Intentar limpiar su imagen, tener una respuesta ante cada conflicto, apaciguar los golpes mediáticos que recibe. Preocupado por  su exposición, el zar del juego, Cristóbal López, decidió intensificar este años su trabajo con la agencia de comunicación especializada en crisis. Se trata de la firma Nueva Comunicación, que dirige César Mansilla. A pesar de ser dueño de un imperio, Cristóbal López viene sufriendo las embestidas mediáticas a partir de su expansión en el juego y, ahora, los despidos en sus propios medios, como el caso del periodista Antonio Laje.

“Hace un tiempo que vienen trabajando juntos, el tema es que ahora está más preocupado por su imagen, en especial tras los despidos en C5N”, plantea uno de los periodistas de Indalo Media a PERFIL. Y cita el caso de Oscar González Oro, quien el año pasado amenazó con renunciar y ahora, tras el caso Laje, dijo que después de sus vacaciones decidiría qué hacer.

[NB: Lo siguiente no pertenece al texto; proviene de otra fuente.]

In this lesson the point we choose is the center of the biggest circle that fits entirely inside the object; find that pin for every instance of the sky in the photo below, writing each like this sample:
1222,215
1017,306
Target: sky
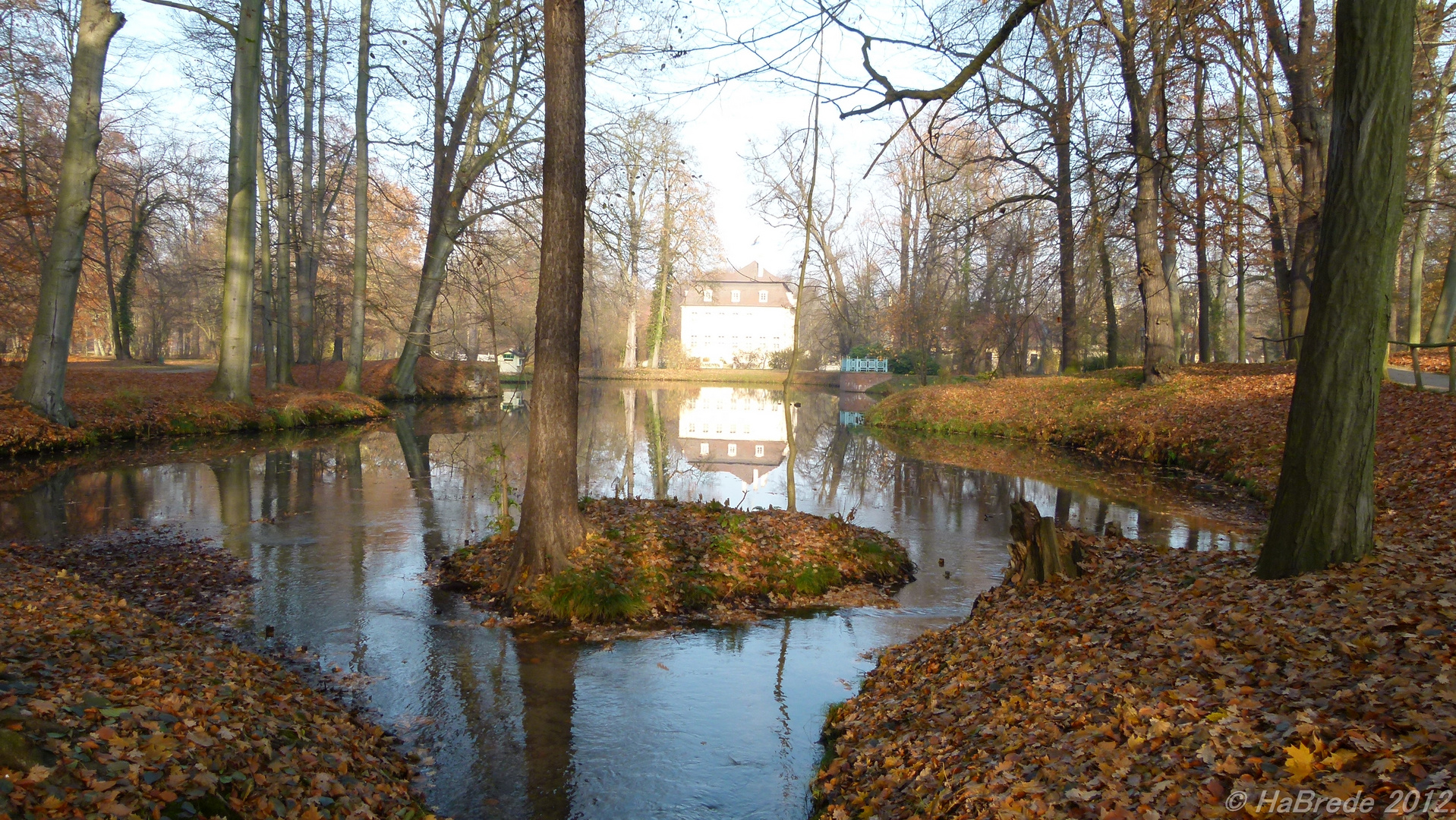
720,121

“Los contrataron por los quilombos que tiene Cristóbal. Por eso llevan los temas más delicados, en especial el tema excluyente sobre el que trabajan es el juego”, confía otra fuente cercana al empresario kirchnerista.

La empresa de comunicación asesora a todo el Grupo Indalo (Oil SA, Inversora MyS, Clear S.R.L.), que incluye desde una petrolera, una aceitera hasta el core business del grupo, es decir, el negocio del juego.

Nueva Comunicación también trabaja con Hapsa S.A., la empresa que maneja el Hipódromo de Palermo, que controla Federico Achával, y donde López se asoció para instalar unos 4 mil tragamonedas. El hijo del dueño de la concesión del Hipódromo se transformó en el jefe de asesores del municipio de Pilar, donde Nueva Comunicación también trabajó.

Empresario complicado. Si bien durante todos estos años intentó trabajar en las sombras, desde hace tres años Cristóbal López, lentamente, comenzó un trabajo de “blanqueo”, que culminó cuando decidió comprarle a Daniel Hadad su imperio mediático. C5N y las radios Mega, Pop,

Vale, TKM y Radio 10. La jugada arrancó con un escándalo cuando Marcelo Longobardi terminó yéndose de la primera mañana de Radio 10 denunciando censura y una bajada de línea a favor del Gobierno. En C5N se dejó, paulatinamente, de invitar a opositores, y los programas políticos de la noche desaparecieron progresivamente. Ante este contexto, Cristóbal decidió apostar fuertemente a intentar minimizar los costos que le producían este tipo de decisiones. Sin embargo, en Nueva Comunicación dicen que Cristóbal no ha hecho demasiado caso a las recomendaciones que le han dado. “No da mucha bola, aparece sólo cuando hay casos extremos”, cuenta uno de los estrategas mediáticos.